Na última terça-feira (29), a Venezuela se declarou disposta a aderir a um dos acordos comerciais pendentes - aquele relacionado às tarifas comuns e à livre circulação de bens. "Finalizadas as revisões técnicas, a Venezuela se encontra em condições de aderir ao Acordo de Complementação Econômica", afirmou a ministra das Relações Exteriores, Delcy Rodríguez, em uma carta dirigida aos governos da Argentina, Brasil, Paraguai e Uruguai.

Venezuela nega

A ministra das Relações Exteriores da Venezuela, Delcy Rodriguez, usou sua conta pessoal no Twitter para negar que o país tenha sido suspenso do Mercosul pelos demais estados-membros (Brasil, Argentina, Paraguai e Uruguai).

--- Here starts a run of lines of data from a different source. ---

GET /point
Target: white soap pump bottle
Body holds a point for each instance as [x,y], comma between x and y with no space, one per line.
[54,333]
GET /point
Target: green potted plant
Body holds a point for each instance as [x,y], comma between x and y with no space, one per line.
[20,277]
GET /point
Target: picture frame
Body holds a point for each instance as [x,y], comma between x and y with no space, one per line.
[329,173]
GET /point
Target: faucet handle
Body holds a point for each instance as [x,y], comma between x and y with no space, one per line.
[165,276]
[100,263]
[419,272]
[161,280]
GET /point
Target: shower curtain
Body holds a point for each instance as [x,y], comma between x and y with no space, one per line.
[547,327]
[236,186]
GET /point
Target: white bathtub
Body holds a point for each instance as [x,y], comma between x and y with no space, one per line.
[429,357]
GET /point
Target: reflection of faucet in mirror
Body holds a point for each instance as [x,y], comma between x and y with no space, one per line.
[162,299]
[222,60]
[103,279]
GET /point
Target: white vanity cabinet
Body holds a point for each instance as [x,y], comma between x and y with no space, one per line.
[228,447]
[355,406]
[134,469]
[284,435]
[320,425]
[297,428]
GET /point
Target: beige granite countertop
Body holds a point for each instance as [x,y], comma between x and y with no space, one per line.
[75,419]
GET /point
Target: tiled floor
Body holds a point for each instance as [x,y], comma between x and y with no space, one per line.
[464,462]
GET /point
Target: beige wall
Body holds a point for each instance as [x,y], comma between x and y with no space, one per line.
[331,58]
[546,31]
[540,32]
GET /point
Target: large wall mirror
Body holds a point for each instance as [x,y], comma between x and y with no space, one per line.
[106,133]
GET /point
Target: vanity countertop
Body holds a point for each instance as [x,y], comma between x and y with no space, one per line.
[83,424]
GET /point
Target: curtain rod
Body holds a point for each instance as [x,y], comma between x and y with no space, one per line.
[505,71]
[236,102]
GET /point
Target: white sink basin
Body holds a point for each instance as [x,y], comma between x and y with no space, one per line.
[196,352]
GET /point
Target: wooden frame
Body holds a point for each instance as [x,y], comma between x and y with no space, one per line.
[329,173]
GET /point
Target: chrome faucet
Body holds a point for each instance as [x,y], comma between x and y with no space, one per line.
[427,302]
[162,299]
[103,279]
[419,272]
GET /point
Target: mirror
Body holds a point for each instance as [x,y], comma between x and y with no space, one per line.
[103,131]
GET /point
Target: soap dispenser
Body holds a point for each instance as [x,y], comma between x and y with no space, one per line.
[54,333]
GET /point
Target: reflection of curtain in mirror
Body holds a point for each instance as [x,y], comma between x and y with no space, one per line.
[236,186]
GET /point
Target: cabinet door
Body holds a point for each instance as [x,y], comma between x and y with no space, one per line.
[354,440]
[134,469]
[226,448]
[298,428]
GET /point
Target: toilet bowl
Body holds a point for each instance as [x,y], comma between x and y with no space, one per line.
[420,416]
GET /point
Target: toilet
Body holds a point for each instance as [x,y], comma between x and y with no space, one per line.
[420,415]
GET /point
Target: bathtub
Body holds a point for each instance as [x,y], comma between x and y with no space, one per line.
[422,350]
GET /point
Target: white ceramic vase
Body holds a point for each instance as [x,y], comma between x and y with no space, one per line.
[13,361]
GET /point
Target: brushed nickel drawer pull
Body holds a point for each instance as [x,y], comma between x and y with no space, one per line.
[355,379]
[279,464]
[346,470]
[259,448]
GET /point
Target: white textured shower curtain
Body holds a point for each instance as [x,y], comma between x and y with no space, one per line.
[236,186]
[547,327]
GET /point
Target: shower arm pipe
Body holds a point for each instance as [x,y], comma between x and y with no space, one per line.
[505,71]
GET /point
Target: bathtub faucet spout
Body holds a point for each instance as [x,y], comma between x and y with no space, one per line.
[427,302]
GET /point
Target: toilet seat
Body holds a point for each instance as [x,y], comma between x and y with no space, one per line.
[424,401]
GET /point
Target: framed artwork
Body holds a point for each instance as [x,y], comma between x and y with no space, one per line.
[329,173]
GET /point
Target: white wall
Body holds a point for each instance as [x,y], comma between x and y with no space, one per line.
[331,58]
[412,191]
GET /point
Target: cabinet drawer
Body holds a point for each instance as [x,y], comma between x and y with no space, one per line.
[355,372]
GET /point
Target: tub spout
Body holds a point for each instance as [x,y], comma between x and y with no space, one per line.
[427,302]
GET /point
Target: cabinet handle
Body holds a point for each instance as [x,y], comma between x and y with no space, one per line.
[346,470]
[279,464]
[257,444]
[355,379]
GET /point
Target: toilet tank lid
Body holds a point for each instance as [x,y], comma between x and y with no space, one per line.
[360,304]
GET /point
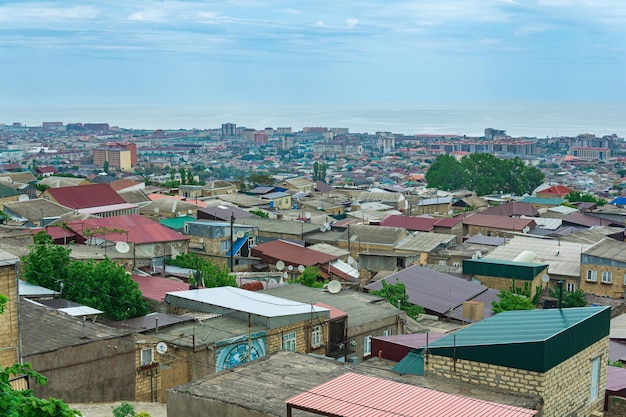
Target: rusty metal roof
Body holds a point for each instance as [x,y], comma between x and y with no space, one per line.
[359,395]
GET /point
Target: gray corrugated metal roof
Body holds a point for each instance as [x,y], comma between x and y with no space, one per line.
[564,262]
[252,302]
[435,291]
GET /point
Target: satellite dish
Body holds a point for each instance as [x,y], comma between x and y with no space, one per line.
[122,247]
[334,286]
[161,347]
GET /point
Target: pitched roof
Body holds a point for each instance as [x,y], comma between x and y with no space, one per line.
[512,209]
[499,222]
[353,394]
[140,229]
[290,254]
[86,196]
[435,291]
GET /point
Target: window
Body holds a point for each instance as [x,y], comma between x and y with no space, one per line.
[592,275]
[595,378]
[316,336]
[289,341]
[147,356]
[367,345]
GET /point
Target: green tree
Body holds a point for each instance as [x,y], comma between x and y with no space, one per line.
[319,172]
[395,293]
[576,298]
[510,301]
[103,285]
[22,403]
[209,273]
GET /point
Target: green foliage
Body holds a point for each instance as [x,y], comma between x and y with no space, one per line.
[22,403]
[310,277]
[103,285]
[3,303]
[319,172]
[397,292]
[484,174]
[510,301]
[211,274]
[577,196]
[124,410]
[260,213]
[576,298]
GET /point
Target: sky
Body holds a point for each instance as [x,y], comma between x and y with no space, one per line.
[532,67]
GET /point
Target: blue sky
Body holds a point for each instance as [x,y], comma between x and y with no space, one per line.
[202,63]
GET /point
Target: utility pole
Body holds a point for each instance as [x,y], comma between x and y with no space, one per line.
[232,249]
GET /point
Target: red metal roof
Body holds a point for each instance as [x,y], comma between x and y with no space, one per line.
[86,196]
[365,396]
[155,288]
[140,229]
[290,254]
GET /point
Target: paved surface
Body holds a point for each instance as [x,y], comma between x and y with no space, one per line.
[106,409]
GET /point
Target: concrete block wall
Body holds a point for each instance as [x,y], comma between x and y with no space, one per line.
[565,389]
[9,329]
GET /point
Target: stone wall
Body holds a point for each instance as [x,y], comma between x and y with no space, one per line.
[565,389]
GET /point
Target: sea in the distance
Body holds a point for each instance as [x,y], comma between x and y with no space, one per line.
[518,119]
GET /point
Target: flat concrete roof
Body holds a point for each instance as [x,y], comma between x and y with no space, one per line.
[265,384]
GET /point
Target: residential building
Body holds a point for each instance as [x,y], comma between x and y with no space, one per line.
[603,268]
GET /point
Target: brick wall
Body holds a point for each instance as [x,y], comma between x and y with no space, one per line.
[565,389]
[9,341]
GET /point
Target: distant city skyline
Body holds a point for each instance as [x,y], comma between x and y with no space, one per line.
[534,68]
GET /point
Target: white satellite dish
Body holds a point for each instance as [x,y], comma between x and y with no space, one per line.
[122,247]
[161,347]
[334,286]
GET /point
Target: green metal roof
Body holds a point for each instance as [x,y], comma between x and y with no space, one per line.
[412,363]
[177,223]
[535,340]
[503,269]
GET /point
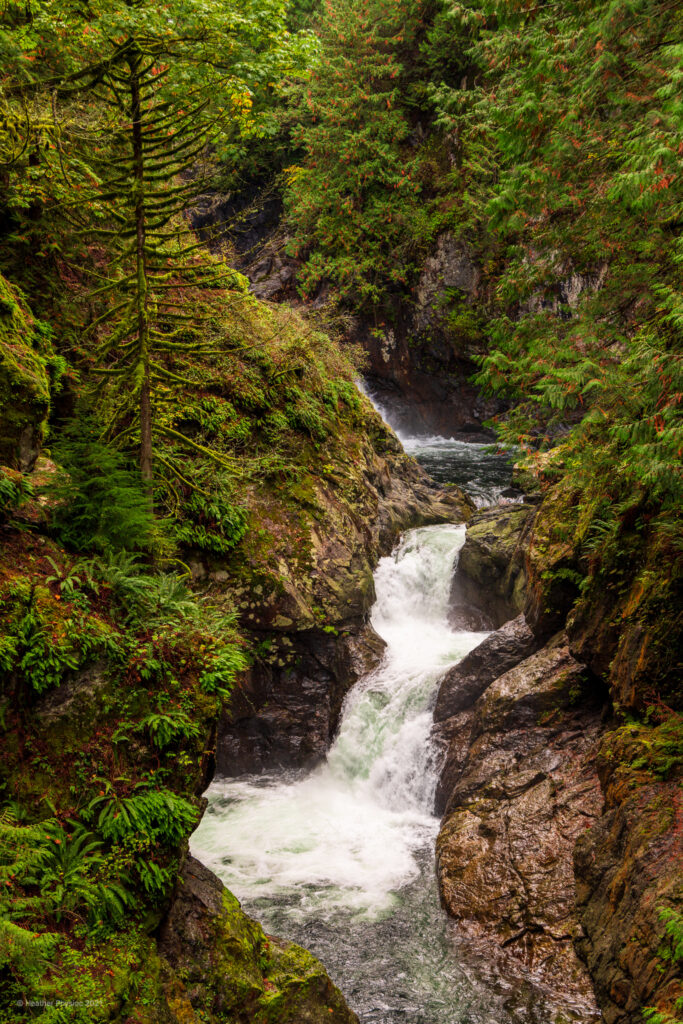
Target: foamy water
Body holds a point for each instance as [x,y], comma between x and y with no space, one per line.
[346,835]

Segundo a chanceler, são falsas as notícias de que o país foi suspenso por descumprir compromissos assumidos quando se incorporou ao bloco regional, em 2012. O prazo para que o governo venezuelano atendesse às exigências do bloco terminou no começo do mês, após ser prorrogado, em setembro deste ano. Entre os compromissos assumidos estão o respeito aos direitos humanos e a garantia à livre circulação de mercadorias entre os países do Mercosul.

“Essa notificação não existe”, escreveu Delcy, referindo-se a um aviso sobre a exclusão da Venezuela do bloco. Pouco depois, a ministra afirmou que a suposta decisão foi um “ato irritante” que a Venezuela não reconhece e que é iniciativa de “algumas pessoas que estão destruindo o Mercosul”.

Delcy afirma que a Venezuela seguirá participando das reuniões do Mercosul, com direito a voz e voto, e que pretende assumir legitimamente a presidência do bloco. O país deveria assumir a presidência pró-tempore em julho passado, mas, diante das controvérsias e da ameaça de ser suspensa, foi impedido de assumir. Brasil, Argentina, Paraguai e Uruguai decidiram então que se revezariam no posto.

A informação de que a Venezuela foi suspensa ganhou ampla repercussão depois que agências de notícias estrangeiras veicularam a notícia, atribuindo a informação a fontes ligadas aos governos brasileiro e argentino. Segundo essas mesmas agências, a decisão do bloco ainda não foi oficialmente anunciada porque Caracas ainda não recebeu a notificação.

Na última quinta-feira (1º), poucas horas antes dos representantes dos demais países-membros se reunirem para discutir a possível suspensão da Venezuela, a chancelaria venezuelana já tinha recorrido às instâncias mediadoras de conflito do Mercosul. A ministra Delcy Rodriguez explicou o recurso como um pedido para que “os países que violam instituições do Mercosul se abstenham de qualquer ação contra o nosso país”.